Peter Matthiessen (MATH-eh-suhn) is considered to be one of the foremost environmental writers of the twentieth century. Both his fiction and nonfiction devote themselves to considerations of environmental concerns and the impact of an explosion of technology on all cultures, but especially on those most threatened with extinction by the spread of industrial imperialism. Matthiessen was born in New York City to Erard and Elizabeth Matthiessen on May 22, 1927, and worked variously as a commercial fisherman and a captain of a deep-sea charter fishing boat. He attended the Sorbonne and received his bachelor’s degree from Yale University in 1950. Matthiessen participated in expeditions to such places as Alaska, the Canadian Northwest Territories, Peru, Nepal, East Africa, and New Guinea. These and other experiences–as well as his lifelong commitment to sharing his concern for the preservation of the wild in the world–inform all of his writings. Finally, Matthiessen frequently couples an external journey with an interior one toward self-awareness or psychic healing.
Peter Matthiessen
Matthiessen is particularly noted for his unflinching consideration of what the technocrats are doing or about to do to the world’s fragile system, particularly to those underdeveloped or undeveloped portions of the globe most vulnerable to the depredations of such things as clear-cutting, pollution, and overpopulation. Thus, the journeys that Matthiessen shares in his writings are meant to challenge readers to think about what they see when traveling in “exotic” places and to develop a shared concern for the continued well-being of a threatened environment, ecosystem, or ancient culture. His books reflect his fear that industrial greed threatens to eliminate cultures, creatures, and whole geographical areas. Such fiction as At Play in the Fields of the Lord and Far Tortuga as well as most of his nonfiction, such as Indian Country, Sand Rivers, and Men’s Lives, all adopt this perspective as their controlling focus. Matthiessen came to his interest in nature and the environment early in life. His father, an architect, was a trustee of the National Audubon Society, and his son soon developed a passion for the natural world. After teaching creative writing for a year at Yale University in 1950, he returned to Paris and developed friendships with a variety of American expatriate writers, including James Baldwin, Richard Wright, Terry Southern, and Irwin Shaw. With Harold L. Humes, Matthiessen founded the Paris Review in 1951.

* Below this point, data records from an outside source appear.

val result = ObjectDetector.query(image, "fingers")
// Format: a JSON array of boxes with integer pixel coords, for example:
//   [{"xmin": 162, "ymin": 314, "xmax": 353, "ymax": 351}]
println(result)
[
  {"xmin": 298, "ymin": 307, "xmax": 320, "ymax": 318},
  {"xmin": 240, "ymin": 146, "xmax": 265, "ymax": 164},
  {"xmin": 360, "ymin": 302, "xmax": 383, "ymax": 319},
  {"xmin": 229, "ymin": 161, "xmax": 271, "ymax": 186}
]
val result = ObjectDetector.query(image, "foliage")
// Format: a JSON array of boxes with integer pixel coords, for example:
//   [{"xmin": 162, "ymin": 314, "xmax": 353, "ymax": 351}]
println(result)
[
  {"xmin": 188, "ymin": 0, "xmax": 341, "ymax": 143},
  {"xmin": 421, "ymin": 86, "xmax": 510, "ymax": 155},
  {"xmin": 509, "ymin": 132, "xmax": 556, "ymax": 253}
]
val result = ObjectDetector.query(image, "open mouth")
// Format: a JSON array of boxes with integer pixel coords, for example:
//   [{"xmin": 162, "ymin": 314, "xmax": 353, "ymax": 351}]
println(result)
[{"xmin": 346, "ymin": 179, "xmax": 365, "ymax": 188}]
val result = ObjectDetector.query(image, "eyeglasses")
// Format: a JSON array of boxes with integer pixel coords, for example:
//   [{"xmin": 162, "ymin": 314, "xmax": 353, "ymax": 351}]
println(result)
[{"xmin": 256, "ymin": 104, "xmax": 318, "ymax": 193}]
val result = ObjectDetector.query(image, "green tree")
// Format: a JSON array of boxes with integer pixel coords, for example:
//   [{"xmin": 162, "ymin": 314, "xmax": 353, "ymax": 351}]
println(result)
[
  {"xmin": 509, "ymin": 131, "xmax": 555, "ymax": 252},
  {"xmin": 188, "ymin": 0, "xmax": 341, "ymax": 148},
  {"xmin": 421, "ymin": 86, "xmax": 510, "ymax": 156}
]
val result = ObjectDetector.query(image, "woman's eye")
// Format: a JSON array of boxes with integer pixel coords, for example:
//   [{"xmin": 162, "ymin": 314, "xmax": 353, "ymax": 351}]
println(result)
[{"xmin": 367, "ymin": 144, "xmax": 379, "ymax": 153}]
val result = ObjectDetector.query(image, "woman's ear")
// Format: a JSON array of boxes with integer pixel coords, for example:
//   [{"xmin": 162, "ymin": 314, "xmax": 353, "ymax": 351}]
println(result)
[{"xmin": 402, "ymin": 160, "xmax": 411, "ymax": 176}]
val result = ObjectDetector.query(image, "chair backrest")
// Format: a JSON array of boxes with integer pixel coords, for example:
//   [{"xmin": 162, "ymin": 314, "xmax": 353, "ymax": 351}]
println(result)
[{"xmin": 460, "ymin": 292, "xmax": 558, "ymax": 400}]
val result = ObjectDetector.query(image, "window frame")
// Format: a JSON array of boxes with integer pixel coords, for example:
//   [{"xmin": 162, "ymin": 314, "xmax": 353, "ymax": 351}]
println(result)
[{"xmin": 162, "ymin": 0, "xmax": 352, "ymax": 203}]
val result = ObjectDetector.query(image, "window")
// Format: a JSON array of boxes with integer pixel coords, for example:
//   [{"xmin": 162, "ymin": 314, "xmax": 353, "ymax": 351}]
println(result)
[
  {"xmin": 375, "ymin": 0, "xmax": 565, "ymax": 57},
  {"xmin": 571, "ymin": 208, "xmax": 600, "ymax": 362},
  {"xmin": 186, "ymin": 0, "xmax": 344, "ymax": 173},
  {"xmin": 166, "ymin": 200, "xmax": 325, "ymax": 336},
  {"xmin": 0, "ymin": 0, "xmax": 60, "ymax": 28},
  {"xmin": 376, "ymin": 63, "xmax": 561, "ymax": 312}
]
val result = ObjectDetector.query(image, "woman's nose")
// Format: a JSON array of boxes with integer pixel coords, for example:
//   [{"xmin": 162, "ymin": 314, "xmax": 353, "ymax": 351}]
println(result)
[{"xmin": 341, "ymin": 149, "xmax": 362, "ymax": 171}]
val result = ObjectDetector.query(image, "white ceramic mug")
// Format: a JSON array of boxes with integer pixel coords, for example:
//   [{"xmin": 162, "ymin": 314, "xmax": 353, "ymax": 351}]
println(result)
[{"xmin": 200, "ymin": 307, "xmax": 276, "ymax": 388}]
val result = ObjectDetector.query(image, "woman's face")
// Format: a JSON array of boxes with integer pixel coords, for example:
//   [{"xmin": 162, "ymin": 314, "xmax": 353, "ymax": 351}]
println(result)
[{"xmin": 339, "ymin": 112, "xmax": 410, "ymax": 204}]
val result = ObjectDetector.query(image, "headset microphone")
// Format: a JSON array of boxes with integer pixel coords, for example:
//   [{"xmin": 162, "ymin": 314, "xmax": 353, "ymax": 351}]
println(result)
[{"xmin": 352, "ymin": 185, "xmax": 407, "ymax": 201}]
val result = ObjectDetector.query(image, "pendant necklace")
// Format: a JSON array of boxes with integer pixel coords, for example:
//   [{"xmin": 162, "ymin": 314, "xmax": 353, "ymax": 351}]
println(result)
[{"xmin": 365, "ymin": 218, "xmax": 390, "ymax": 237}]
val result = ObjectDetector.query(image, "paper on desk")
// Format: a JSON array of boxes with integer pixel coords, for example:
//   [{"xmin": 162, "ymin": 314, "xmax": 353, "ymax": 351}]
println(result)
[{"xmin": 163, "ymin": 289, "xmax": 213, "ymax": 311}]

Matthiessen began his journeying at an early age, and, in 1956, he undertook his first lengthy trip with the intention of visiting every wildlife refuge in the United States, because he wanted to see the untamed places and peoples before they all disappeared. The result of this journey was his book Wildlife in America, which helped to launch Matthiessen’s career as a traveler to far places, an activity that was to be the main thrust of his life for the next twenty years. His travels inform all of his work, fiction and nonfiction alike. For example, Far Tortuga chronicles the voyage of a Caribbean turtling schooner. Yet, Matthiessen does not always write of faraway places; he also addresses the problems faced by the vanishing or victimized cultures of North America with the same intensity that he brings to his exploration of the more remote corners of the world. While such a book as Under the Mountain Wall examines the culture of the New Guinea Kurelu tribe, Sal Si Puedes discusses Cesar Chavez’s efforts to organize migrant workers in California. Books such as The Cloud Forest and Oomingmak examine remote cultures far from the immediate influence of the United States. In the books In the Spirit of Crazy Horse and Indian Country, however, Matthiessen examines the effects of the modern age on Native American cultures and peoples.
Accounts of his own interior journey comprise the final side to Matthiessen’s writing personality. Such books take the reader on a quest for answers, not only to the problems posed by encroaching civilization but also to the complexities Matthiessen faced as he confronted personal pain and confusion. The Snow Leopard is perhaps the best example of this aspect of Matthiessen’s writing; in this book, he journeys through Nepal with George Schaller, a wildlife biologist on the trail of the endangered snow leopard. Of equal importance is Matthiessen’s search for inner peace, for he undertook this trip after his second wife’s death from cancer. The Snow Leopard is as much, if not more, about Matthiessen’s need to find internal answers and silence as it is about the two men’s pursuit of the leopard. The book functions as a working toward an interior Zen peace and acceptance, and the leopard eventually serves as an externalized version of that Zen silence. In addition to The Snow Leopard, Matthiessen has written another autobiographical work, Nine-Headed Dragon River, which reveals his journey in and practice of the Zen philosophy and way of life. The Snow Leopard won for Matthiessen both the National Book Award (1979) and the American Book Award (1980). Matthiessen has also won recognition for Sand Rivers, which received both the John Burroughs Medal and the African Wildlife Leadership Foundation Award in 1982 as well as the gold medal for distinction in natural history from the Academy of Natural Sciences in 1985.